With optimised conditions in hand, the scope and limitations of the developed process were investigated through variation of the phosphonate alkyl group under the standard reaction conditions (Fig. 2). Increasing substitution of the phosphonate group from methyl to ethyl and iso-propyl gave β-lactones 11 and 12 in reduced yield (80% and 50% respectively) compared to 5 but with exceptional stereocontrol (both >95 : 5 dr, >99 : 1 er). Conversely, taking unsubstituted α-silyl acetic acid with α-ketophosphonates of increasing substitution gave C(3)-unsubstituted β-lactones 13–15 in high yields (86–99%) but reduced enantioselectivity (87 : 13–89 : 11 er).

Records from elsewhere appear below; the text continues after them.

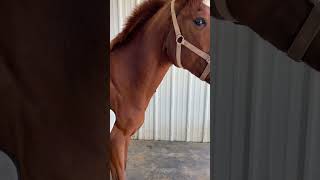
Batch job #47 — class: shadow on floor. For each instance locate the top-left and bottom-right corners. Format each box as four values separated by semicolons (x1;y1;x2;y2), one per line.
127;140;210;180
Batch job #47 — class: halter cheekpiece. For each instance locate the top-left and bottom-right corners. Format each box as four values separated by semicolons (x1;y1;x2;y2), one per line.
171;0;210;81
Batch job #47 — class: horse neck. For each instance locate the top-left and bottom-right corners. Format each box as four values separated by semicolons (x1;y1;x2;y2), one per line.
110;11;172;108
230;0;320;71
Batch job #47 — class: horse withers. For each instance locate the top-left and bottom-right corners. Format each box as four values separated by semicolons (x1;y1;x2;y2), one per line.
110;0;210;179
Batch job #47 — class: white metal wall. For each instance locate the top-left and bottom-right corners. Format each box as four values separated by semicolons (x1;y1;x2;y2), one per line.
110;0;210;142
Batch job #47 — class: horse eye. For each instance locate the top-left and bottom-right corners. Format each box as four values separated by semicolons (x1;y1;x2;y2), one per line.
193;17;206;26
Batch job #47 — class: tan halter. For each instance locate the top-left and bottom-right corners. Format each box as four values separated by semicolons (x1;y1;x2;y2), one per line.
171;0;210;81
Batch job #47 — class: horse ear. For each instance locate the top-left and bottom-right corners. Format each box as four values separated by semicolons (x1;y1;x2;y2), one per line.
187;0;204;7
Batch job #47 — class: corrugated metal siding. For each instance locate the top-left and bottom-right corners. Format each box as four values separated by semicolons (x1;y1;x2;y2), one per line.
110;0;210;142
212;18;320;180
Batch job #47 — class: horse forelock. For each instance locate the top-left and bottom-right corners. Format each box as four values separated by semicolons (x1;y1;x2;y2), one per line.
110;0;168;51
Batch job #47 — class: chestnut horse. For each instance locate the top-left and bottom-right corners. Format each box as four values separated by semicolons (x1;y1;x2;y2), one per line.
110;0;210;179
0;0;109;180
211;0;320;71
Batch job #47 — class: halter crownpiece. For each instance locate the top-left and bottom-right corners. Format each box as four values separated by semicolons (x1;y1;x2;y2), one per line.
171;0;210;81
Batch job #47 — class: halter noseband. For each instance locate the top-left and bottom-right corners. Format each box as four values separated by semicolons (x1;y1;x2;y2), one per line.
214;0;320;62
171;0;210;81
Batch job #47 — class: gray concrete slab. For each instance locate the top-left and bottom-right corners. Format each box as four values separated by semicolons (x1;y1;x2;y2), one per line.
0;151;18;180
127;140;210;180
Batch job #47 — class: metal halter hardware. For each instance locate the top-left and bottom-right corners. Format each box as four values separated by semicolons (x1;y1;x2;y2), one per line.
214;0;320;62
171;0;210;81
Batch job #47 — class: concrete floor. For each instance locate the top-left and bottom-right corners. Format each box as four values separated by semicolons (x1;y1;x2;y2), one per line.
127;140;210;180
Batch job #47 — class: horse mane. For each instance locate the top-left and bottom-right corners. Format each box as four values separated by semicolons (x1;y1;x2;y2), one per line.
110;0;167;51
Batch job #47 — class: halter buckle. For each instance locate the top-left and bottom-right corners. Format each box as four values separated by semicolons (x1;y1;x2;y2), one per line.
176;34;184;44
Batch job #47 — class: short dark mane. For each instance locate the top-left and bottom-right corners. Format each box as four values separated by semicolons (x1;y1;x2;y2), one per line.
110;0;167;51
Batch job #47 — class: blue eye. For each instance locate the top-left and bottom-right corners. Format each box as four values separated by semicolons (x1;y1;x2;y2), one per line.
193;17;207;26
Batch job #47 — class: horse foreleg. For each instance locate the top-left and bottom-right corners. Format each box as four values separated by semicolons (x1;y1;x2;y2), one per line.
110;125;131;180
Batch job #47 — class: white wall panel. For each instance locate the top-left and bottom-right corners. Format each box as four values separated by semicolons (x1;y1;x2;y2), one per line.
110;0;210;142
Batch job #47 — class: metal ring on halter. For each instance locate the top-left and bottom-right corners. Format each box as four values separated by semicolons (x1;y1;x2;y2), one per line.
176;34;184;44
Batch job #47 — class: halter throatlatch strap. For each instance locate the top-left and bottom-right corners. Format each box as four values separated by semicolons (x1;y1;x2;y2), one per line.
214;0;237;22
171;0;210;81
288;1;320;62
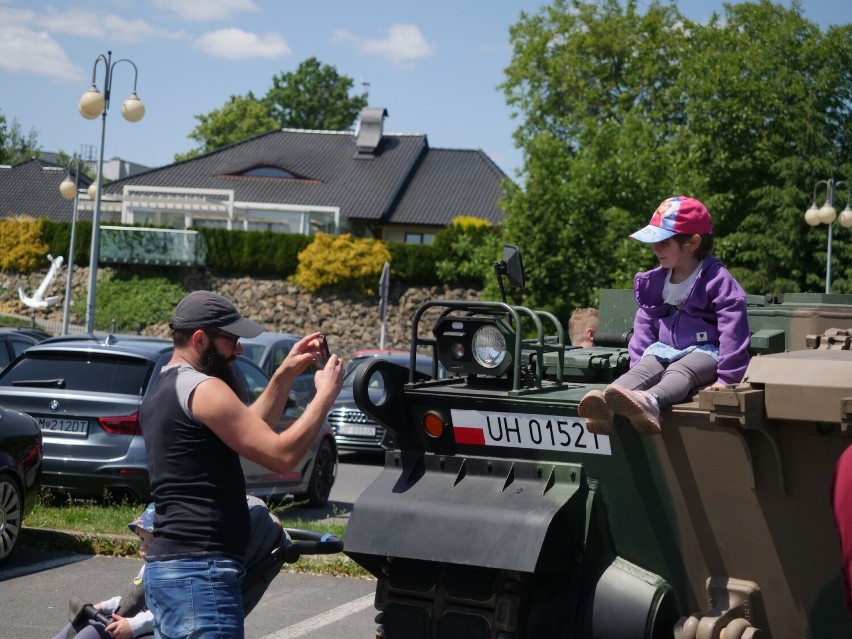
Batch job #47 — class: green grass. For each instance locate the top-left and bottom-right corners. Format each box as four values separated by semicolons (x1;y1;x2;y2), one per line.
21;490;370;578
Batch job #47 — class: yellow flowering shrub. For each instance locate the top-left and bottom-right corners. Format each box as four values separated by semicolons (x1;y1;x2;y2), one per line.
293;233;391;295
0;216;50;273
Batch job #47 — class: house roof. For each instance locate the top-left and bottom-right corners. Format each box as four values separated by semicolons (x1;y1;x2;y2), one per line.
0;158;92;222
104;122;506;226
388;149;505;226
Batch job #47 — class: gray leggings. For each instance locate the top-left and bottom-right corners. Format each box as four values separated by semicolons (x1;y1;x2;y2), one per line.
613;351;718;408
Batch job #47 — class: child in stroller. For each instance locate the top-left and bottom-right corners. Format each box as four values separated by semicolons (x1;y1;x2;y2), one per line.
54;495;343;639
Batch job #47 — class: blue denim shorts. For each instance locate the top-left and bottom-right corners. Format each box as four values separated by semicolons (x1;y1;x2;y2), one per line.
144;557;245;639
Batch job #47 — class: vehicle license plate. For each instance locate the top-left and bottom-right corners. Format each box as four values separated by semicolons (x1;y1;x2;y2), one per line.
36;417;89;437
451;410;612;455
337;424;376;437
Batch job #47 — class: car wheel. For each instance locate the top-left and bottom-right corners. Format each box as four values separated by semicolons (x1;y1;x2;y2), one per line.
305;439;337;508
0;474;24;561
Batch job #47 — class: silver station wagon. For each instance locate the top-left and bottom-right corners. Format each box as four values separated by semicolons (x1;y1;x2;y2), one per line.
0;335;337;506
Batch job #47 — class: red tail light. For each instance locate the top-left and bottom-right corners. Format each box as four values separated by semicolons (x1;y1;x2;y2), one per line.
98;411;142;435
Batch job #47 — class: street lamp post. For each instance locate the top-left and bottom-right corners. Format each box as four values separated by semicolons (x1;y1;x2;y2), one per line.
805;178;852;294
59;155;80;335
78;51;145;333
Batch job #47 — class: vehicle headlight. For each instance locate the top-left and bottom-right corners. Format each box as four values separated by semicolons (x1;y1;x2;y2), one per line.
473;325;506;368
432;315;516;377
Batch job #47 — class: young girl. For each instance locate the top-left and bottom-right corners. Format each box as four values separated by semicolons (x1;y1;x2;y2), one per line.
54;504;154;639
578;196;750;435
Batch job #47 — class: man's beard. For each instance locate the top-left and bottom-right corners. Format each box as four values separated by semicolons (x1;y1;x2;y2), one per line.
198;340;248;402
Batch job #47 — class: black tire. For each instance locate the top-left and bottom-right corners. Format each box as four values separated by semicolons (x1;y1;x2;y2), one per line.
305;439;337;508
0;473;24;561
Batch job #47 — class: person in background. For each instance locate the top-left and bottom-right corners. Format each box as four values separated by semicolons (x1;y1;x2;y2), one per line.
54;504;154;639
577;196;750;435
139;291;343;639
831;446;852;616
568;308;600;348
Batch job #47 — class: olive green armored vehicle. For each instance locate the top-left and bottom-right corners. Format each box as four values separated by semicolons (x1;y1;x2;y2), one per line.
344;245;852;639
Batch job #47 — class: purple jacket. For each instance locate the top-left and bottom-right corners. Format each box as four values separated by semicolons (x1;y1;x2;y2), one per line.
629;257;751;384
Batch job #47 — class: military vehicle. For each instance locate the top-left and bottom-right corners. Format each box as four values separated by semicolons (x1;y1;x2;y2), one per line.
344;245;852;639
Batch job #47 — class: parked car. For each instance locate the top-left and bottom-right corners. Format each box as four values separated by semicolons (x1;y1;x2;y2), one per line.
240;332;317;406
328;350;446;452
0;406;42;561
0;335;337;506
0;328;50;370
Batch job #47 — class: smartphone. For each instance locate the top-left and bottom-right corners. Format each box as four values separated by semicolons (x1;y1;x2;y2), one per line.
317;335;331;368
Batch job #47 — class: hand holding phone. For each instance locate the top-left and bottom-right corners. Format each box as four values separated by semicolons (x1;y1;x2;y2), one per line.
317;335;331;368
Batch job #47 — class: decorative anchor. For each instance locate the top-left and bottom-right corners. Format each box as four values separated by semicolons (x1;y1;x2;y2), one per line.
18;255;64;308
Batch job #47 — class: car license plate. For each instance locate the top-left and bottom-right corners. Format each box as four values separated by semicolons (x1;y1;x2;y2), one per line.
36;417;89;437
451;410;612;455
337;424;376;437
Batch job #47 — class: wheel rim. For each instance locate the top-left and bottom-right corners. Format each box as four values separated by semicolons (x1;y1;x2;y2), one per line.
0;478;22;559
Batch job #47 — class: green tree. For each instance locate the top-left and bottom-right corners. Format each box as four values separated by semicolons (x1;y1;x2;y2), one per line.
175;91;278;161
175;58;367;161
0;113;41;165
502;0;852;316
263;58;367;131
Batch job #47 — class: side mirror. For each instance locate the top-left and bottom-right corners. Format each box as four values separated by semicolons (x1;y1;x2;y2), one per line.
494;244;524;304
503;244;524;288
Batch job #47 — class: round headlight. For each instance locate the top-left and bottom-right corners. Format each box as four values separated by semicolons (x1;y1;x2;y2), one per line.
473;325;506;368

Fig. 2 Scope and limitations of the formal [2 + 2] cycloaddition of α-silyl acids with α-ketophosphonates. All yields are isolated yields, dr determined by ¹H NMR of crude reaction mixture, er determined by HPLC analysis on a chiral stationary phase, reaction scale 0.4 mmol, 25 °C maintained using an oil bath. ^a10 mol% HyperBTM 1 used; ^b1.6 equiv. of acid used, performed at 20 °C; ^cinitial reaction carried out on 0.4 mmol scale, scale up reaction carried out on 4.0 mmol scale, both gave 31 in 76% yield, >95 : 5 dr, >99 : 1 er; ^dmorpholine (5.0 equiv.) added after full conversion to β-lactone 31, 20 °C, 16 h.

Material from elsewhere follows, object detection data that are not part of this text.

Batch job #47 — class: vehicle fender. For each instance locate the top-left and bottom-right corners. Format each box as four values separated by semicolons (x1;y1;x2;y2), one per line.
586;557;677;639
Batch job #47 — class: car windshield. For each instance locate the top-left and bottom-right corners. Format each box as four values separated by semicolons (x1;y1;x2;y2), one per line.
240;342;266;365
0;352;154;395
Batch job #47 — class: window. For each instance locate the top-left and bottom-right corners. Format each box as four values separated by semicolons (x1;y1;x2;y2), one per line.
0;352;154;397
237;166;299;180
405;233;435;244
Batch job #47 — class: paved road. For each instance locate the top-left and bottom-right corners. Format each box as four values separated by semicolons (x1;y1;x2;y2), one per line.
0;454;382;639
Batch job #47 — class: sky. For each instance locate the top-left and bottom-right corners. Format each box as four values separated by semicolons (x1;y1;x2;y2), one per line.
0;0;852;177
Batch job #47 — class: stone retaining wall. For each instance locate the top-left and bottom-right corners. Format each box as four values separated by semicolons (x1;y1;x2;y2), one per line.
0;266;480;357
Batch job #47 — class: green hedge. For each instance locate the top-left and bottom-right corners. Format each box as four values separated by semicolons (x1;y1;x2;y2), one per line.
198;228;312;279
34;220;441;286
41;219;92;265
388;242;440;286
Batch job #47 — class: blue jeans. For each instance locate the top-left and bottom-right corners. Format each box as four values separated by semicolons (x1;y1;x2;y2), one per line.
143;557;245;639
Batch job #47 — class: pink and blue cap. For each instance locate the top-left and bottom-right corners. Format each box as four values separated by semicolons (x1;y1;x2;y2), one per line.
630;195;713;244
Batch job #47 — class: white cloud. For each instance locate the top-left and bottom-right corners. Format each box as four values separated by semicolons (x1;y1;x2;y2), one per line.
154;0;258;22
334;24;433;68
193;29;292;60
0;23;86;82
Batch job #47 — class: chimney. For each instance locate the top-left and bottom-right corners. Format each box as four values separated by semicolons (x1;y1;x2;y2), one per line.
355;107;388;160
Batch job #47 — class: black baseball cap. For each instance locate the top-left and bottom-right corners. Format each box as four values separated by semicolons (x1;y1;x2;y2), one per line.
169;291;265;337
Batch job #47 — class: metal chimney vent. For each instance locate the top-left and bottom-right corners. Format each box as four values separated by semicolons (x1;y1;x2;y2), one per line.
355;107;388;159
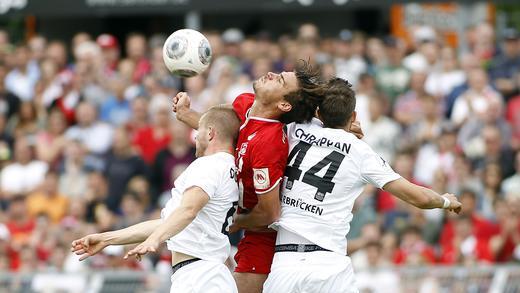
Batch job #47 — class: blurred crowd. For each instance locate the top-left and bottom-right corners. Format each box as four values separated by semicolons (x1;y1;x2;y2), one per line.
0;23;520;284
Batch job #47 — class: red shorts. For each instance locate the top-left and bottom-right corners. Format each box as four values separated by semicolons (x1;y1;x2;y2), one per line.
235;231;276;275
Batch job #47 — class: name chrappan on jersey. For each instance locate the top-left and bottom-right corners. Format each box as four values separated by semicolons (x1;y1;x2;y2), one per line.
294;128;352;154
282;195;323;216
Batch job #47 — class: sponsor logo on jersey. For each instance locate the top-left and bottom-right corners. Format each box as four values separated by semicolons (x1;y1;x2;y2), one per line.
253;168;269;189
238;142;247;156
282;195;323;216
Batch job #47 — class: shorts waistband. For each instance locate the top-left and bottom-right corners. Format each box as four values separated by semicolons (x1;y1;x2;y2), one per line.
172;258;200;276
274;244;330;252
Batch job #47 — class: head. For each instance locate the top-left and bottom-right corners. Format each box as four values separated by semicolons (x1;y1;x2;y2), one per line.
318;78;356;129
45;41;67;70
76;102;97;127
481;125;502;156
459;189;477;216
43;170;59;196
195;106;240;157
455;216;473;239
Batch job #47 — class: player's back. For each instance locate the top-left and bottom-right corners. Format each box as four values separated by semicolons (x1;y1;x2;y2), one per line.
161;152;238;262
278;119;400;255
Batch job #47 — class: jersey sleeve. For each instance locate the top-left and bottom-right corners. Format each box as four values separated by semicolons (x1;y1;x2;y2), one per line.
233;93;255;123
250;131;289;195
361;150;401;188
185;158;222;199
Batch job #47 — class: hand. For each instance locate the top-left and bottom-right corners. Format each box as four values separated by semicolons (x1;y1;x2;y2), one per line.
349;120;365;139
70;233;108;261
442;193;462;214
172;92;191;114
124;239;160;261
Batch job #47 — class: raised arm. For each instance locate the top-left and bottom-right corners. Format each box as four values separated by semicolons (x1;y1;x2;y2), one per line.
71;219;162;260
125;186;209;259
383;178;462;213
173;92;202;129
173;92;232;129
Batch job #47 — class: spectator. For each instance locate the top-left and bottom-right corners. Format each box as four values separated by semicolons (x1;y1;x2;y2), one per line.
375;37;410;106
441;216;493;266
414;125;457;185
5;46;40;101
394;226;435;266
0;138;48;199
27;171;69;223
5;195;36;271
151;121;195;198
100;78;132;127
126;33;151;82
65;102;113;155
451;69;502;126
0;62;20;118
489;28;520;100
105;128;146;212
489;199;520;262
502;152;520;198
425;47;466;98
132;102;171;164
334;29;367;86
393;72;427;127
36;109;68;165
473;125;515;177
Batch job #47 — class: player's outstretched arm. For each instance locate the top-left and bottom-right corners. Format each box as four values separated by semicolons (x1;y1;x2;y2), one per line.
71;219;162;260
172;92;233;129
229;183;281;233
383;178;462;214
125;186;209;259
172;92;202;129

Subsequent work varied the steric and electronic nature of the aryl substituent within the benzoylphosphonate. The incorporation of electron-withdrawing groups in the 4-position were tolerated well, with compounds 16–19 (4-F₃CC₆H₄-, 4-CO₂MeC₆H₄, 4-ClC₆H₄ and 4-FC₆H₄) prepared in good to high yields (72–90%) with exceptional stereoselectivity (all >95 : 5 dr, >99 : 1 er). Other aryl C(4)-substituents within the benzoylphosphonate were also well-tolerated, giving 4-Me β-lactone 20 and 4-Ph β-lactone 21 in good yields and stereoselectivities (67–78%, both >95 : 5 dr, >99 : 1 er). Further substitution patterns and groups were also compatible, with 3-MeOC₆H₄, 3-BrC₆H₄, 3-MeC₆H₄ and 3,5-(MeO)₂C₆H₃ all providing efficient access to the corresponding β-lactones 22–25 with high diastereo- and enantioselectivity (62–90%, all >95 : 5 dr, >99 : 1 er).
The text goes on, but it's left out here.